24:14Gördüğü serbest bırakıldı ancak adli kontrol şartıyla genel yayın yönetmeni Suat Toktaş ise tutuklu bulunuyor. Tutukluluğuna karar verildi. Umalım ki ilerleyen günlerde serbest bırakılsın.
24:24Peki neden olduğunu da hemen tekrar vurgulayalım. Tüm kamuoyunun merak ettiği bir kişiyle yapılan bir röportajın yayınlanması. Bu röportajın yapılması kişiden habersiz değil bir ses kaydı var.
24:37Kişi de bu sorulara yanıt veriyor. Hatta bir başka medya kuruluşu için de aynı yanıtları veriyor. Onlar da yazılı bir biçimde gazetelerinde yayınlıyorlar. Ancak Barış Pehlivan, Seda Selek, Serhan Asker, Kürşat Oğuz ve Suat Toktaş bu sebeple gözaltına alındılar.

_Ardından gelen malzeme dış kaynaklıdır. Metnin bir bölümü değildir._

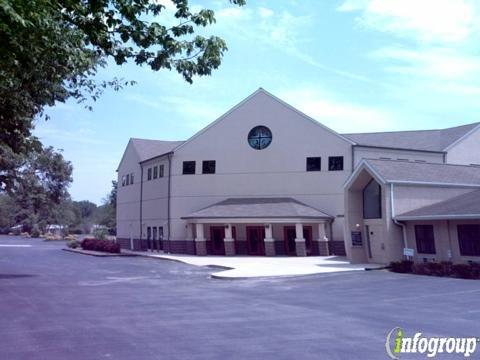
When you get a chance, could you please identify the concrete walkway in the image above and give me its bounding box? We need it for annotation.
[122,250,383,279]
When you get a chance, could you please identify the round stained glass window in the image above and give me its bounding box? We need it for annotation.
[248,126,272,150]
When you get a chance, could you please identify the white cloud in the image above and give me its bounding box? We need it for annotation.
[258,7,273,18]
[278,86,395,133]
[370,47,480,81]
[337,0,480,43]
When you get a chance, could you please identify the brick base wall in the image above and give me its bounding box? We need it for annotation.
[328,241,347,256]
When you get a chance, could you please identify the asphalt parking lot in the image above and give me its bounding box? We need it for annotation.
[0,236,480,360]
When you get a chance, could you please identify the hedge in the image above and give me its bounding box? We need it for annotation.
[390,260,480,279]
[80,239,120,254]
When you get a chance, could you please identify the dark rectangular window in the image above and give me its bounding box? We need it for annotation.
[363,179,382,219]
[415,225,436,254]
[457,224,480,256]
[202,160,215,174]
[328,156,343,171]
[183,161,195,175]
[307,157,322,171]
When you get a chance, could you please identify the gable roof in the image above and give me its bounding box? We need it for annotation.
[396,190,480,221]
[174,87,355,153]
[182,198,332,219]
[343,122,480,152]
[359,159,480,187]
[130,138,184,162]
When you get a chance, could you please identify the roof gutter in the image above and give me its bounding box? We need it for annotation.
[390,184,408,249]
[139,151,173,164]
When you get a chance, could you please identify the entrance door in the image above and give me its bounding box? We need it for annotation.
[283,226,297,256]
[303,226,313,256]
[210,226,225,255]
[247,226,265,255]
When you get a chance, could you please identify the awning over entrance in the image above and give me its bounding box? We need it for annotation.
[182,198,333,221]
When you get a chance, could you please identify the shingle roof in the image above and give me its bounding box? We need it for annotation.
[182,198,332,219]
[342,123,480,152]
[131,138,183,161]
[365,159,480,187]
[396,190,480,220]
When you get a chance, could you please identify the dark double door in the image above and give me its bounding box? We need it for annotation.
[247,226,265,255]
[284,226,312,256]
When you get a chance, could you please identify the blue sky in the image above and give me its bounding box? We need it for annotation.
[35,0,480,203]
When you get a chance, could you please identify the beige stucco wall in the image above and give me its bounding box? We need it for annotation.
[354,144,443,166]
[142,156,168,238]
[117,142,141,239]
[407,220,480,263]
[171,92,352,240]
[446,129,480,165]
[394,185,472,216]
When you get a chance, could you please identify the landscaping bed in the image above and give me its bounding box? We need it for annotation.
[389,260,480,280]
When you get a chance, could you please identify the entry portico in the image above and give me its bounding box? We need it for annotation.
[182,198,333,256]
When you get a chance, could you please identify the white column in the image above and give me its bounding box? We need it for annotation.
[195,224,205,241]
[225,224,233,241]
[295,224,305,241]
[318,223,328,241]
[187,223,193,240]
[265,224,273,240]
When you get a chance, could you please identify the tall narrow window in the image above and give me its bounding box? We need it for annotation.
[363,179,382,219]
[183,161,195,175]
[202,160,215,174]
[457,224,480,256]
[328,156,343,171]
[307,157,322,171]
[415,225,435,254]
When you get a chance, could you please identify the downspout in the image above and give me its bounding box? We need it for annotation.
[139,164,143,250]
[390,183,408,252]
[167,153,172,253]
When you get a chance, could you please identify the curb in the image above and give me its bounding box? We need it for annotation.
[62,248,138,257]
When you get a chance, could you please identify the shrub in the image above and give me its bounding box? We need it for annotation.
[80,239,120,254]
[412,263,432,275]
[390,260,413,274]
[67,240,80,249]
[470,262,480,279]
[452,264,472,279]
[30,225,40,238]
[93,227,108,240]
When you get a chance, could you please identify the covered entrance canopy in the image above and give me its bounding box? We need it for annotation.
[182,198,333,256]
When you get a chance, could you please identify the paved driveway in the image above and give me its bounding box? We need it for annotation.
[0,237,480,360]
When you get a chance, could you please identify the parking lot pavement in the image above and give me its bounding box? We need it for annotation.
[0,237,480,360]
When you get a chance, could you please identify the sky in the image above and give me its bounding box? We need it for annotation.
[34,0,480,204]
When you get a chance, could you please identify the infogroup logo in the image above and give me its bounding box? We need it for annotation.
[385,327,480,360]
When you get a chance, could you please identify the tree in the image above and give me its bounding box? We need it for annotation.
[0,0,245,191]
[9,147,73,230]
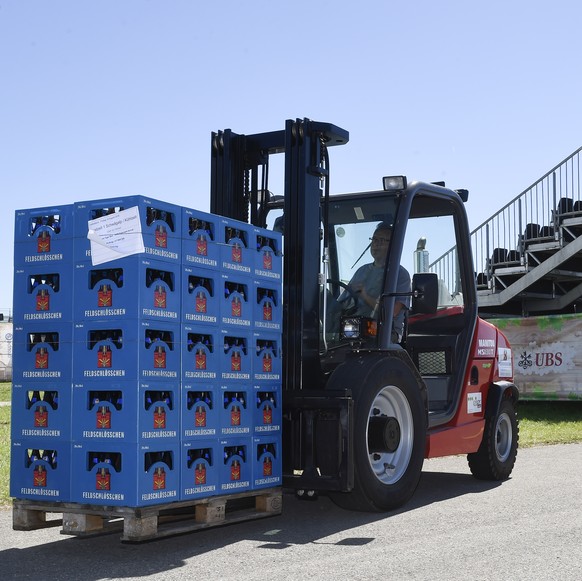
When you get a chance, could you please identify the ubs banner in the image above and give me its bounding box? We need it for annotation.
[0,322,12,381]
[490,315,582,400]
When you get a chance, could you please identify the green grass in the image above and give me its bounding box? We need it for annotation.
[0,406,10,507]
[0,383,582,507]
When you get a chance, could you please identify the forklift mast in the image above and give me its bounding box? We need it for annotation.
[210,119,349,391]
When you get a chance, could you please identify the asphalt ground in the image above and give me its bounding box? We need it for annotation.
[0,444,582,581]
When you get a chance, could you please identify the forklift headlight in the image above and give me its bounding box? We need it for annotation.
[382,176,406,192]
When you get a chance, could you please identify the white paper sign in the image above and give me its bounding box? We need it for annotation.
[467,393,483,414]
[87,206,145,266]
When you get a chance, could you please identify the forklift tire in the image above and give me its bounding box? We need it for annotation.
[330,358,426,512]
[467,398,519,480]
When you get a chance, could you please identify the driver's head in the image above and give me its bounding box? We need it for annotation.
[370,222,392,266]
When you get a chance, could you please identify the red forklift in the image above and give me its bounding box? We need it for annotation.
[211,119,518,511]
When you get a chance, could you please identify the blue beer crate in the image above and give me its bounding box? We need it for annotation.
[252,435,283,489]
[219,384,254,437]
[180,440,222,500]
[181,266,221,325]
[71,440,180,507]
[180,382,222,441]
[218,273,253,331]
[14,264,73,324]
[218,217,255,276]
[73,319,181,387]
[10,438,71,502]
[251,331,283,385]
[12,321,73,384]
[74,254,181,323]
[182,208,220,270]
[74,196,182,263]
[251,280,283,333]
[219,437,253,494]
[14,204,75,268]
[252,227,283,283]
[218,329,253,383]
[181,325,223,382]
[252,385,283,436]
[11,381,72,441]
[72,381,180,443]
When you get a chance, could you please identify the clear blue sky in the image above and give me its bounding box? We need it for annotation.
[0,0,582,311]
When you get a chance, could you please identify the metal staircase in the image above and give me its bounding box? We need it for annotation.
[429,147,582,318]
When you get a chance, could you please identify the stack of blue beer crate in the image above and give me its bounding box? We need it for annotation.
[11,196,282,506]
[11,205,74,501]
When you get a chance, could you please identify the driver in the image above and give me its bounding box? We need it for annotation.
[338,222,410,341]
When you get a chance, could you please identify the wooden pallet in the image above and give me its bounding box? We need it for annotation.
[12,488,283,543]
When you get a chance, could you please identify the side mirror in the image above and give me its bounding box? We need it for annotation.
[411,272,439,315]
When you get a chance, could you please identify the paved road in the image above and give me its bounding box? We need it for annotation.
[0,444,582,581]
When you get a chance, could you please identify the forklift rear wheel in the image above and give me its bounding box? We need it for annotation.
[330,359,426,511]
[467,399,519,480]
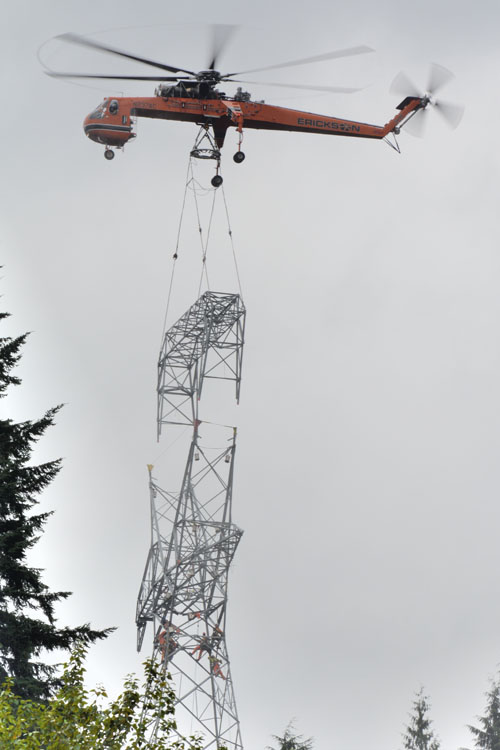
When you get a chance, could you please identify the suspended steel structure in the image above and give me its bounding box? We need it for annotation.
[136,145,245,750]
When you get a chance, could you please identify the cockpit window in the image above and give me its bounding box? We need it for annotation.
[89,99,108,120]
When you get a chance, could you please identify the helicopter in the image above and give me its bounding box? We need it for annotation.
[45,27,462,187]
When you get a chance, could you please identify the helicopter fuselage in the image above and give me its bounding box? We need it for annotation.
[83,87,425,148]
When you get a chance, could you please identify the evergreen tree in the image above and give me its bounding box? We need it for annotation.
[0,313,110,700]
[268,722,313,750]
[403,688,439,750]
[469,677,500,750]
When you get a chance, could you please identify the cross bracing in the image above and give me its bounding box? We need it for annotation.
[136,292,245,750]
[157,292,245,437]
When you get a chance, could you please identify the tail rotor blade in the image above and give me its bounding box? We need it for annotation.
[427,63,455,94]
[435,100,465,130]
[389,71,422,97]
[404,109,429,138]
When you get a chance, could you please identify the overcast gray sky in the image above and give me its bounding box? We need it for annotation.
[0,0,500,750]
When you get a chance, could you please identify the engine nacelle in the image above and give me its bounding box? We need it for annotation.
[83,99,136,148]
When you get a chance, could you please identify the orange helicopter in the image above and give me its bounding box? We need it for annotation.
[45,33,462,187]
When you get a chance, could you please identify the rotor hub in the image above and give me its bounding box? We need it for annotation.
[196,70,221,83]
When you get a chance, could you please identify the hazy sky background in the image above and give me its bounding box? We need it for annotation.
[0,0,500,750]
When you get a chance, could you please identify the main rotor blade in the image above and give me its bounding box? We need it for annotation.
[435,99,465,130]
[227,78,362,94]
[208,23,238,70]
[427,63,455,94]
[56,32,196,76]
[389,71,422,98]
[223,45,375,78]
[44,70,190,82]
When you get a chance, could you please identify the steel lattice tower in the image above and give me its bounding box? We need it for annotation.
[136,292,245,750]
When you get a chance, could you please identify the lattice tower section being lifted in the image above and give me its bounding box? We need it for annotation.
[136,291,245,750]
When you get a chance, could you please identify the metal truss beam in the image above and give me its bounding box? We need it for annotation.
[157,292,245,438]
[136,292,245,750]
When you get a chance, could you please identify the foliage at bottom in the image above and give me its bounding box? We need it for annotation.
[0,644,201,750]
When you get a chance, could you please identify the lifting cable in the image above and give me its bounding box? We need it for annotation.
[160,142,243,346]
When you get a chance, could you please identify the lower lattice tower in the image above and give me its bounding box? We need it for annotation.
[136,292,245,750]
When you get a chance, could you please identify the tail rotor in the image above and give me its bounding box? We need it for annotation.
[390,63,464,138]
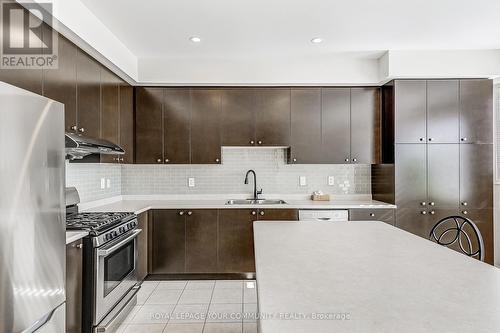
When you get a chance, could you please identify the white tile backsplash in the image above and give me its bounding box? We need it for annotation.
[66,148,371,202]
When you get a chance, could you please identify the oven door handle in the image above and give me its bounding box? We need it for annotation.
[97,229,142,257]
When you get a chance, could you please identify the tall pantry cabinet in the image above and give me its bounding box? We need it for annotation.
[372,79,493,263]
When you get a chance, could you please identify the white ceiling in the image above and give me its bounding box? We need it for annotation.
[78,0,500,58]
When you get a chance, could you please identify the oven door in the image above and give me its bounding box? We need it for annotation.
[94,229,142,325]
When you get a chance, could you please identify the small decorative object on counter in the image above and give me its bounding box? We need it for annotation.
[311,191,330,201]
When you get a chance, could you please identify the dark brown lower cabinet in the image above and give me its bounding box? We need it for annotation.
[66,240,83,333]
[186,209,218,273]
[349,208,394,225]
[151,209,186,274]
[136,212,149,281]
[217,209,257,273]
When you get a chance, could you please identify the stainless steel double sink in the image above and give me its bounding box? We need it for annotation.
[226,199,286,205]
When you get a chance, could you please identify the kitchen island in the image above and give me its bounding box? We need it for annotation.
[254,221,500,333]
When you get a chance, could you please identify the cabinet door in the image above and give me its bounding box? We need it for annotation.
[151,210,186,274]
[222,88,258,146]
[396,206,434,239]
[99,69,121,162]
[394,80,427,143]
[120,83,134,164]
[135,87,163,164]
[460,80,493,143]
[191,89,221,164]
[460,144,493,209]
[395,144,427,209]
[350,88,381,164]
[163,88,191,164]
[255,88,290,146]
[43,35,77,131]
[290,88,323,164]
[427,144,460,210]
[259,209,299,221]
[76,50,101,138]
[349,208,394,225]
[217,209,257,273]
[186,209,218,273]
[321,88,352,163]
[136,212,149,281]
[427,80,459,143]
[65,240,83,333]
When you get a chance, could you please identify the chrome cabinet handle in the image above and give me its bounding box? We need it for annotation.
[97,229,142,257]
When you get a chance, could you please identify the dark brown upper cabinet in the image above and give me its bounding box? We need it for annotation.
[222,88,258,146]
[163,88,191,164]
[120,82,134,164]
[290,88,381,164]
[427,80,460,143]
[289,88,323,164]
[321,88,350,164]
[76,50,101,138]
[43,35,77,131]
[99,69,121,162]
[350,87,381,164]
[460,79,493,143]
[460,144,493,210]
[394,80,427,143]
[255,88,290,146]
[222,88,290,146]
[191,88,222,164]
[135,87,163,164]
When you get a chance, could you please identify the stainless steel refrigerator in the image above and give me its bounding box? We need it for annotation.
[0,82,66,333]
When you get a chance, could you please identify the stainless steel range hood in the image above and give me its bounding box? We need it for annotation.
[65,132,125,160]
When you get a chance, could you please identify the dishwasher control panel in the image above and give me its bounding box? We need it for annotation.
[299,209,349,222]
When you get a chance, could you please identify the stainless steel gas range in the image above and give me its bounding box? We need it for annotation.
[66,188,142,333]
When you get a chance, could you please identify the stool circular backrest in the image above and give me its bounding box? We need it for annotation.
[429,216,484,261]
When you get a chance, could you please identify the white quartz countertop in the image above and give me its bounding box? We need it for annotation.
[66,231,89,245]
[81,195,396,214]
[254,221,500,333]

24:52Dediğim gibi 4'ü serbest ancak Suat Toktaş hala tutuklu bulunuyor. Gazetecinin görevi elbette kamuoyunu aydınlatmak, kamuoyu denetlemek ve eğer bir yanlış varsa bunu ortaya çıkararak bir kamuoyu yaratmaktır.
25:05Bir bilir kişi de bildiğiniz üzere kamu görevlisidir. Onun herhangi bir kamu görevine ilişkin yapmış olabileceği hatayı araştırmak, kendisine sormak gazetecinin görevidir ve bunu elbette kamu ile buluşturmak da gazetecinin görevidir.
25:20Bahsettiğimiz meslektaşlarımız yalnızca gazetecilik faaliyeti yapmışlardır. Suat Toktaş da dahil olmak üzere. İlerleyen günlerde umalım ki Suat Toktaş özgürlüğünden ve gazeteciliğinden daha fazla mahrum bırakılmasın. Hoşçakalın diyorum.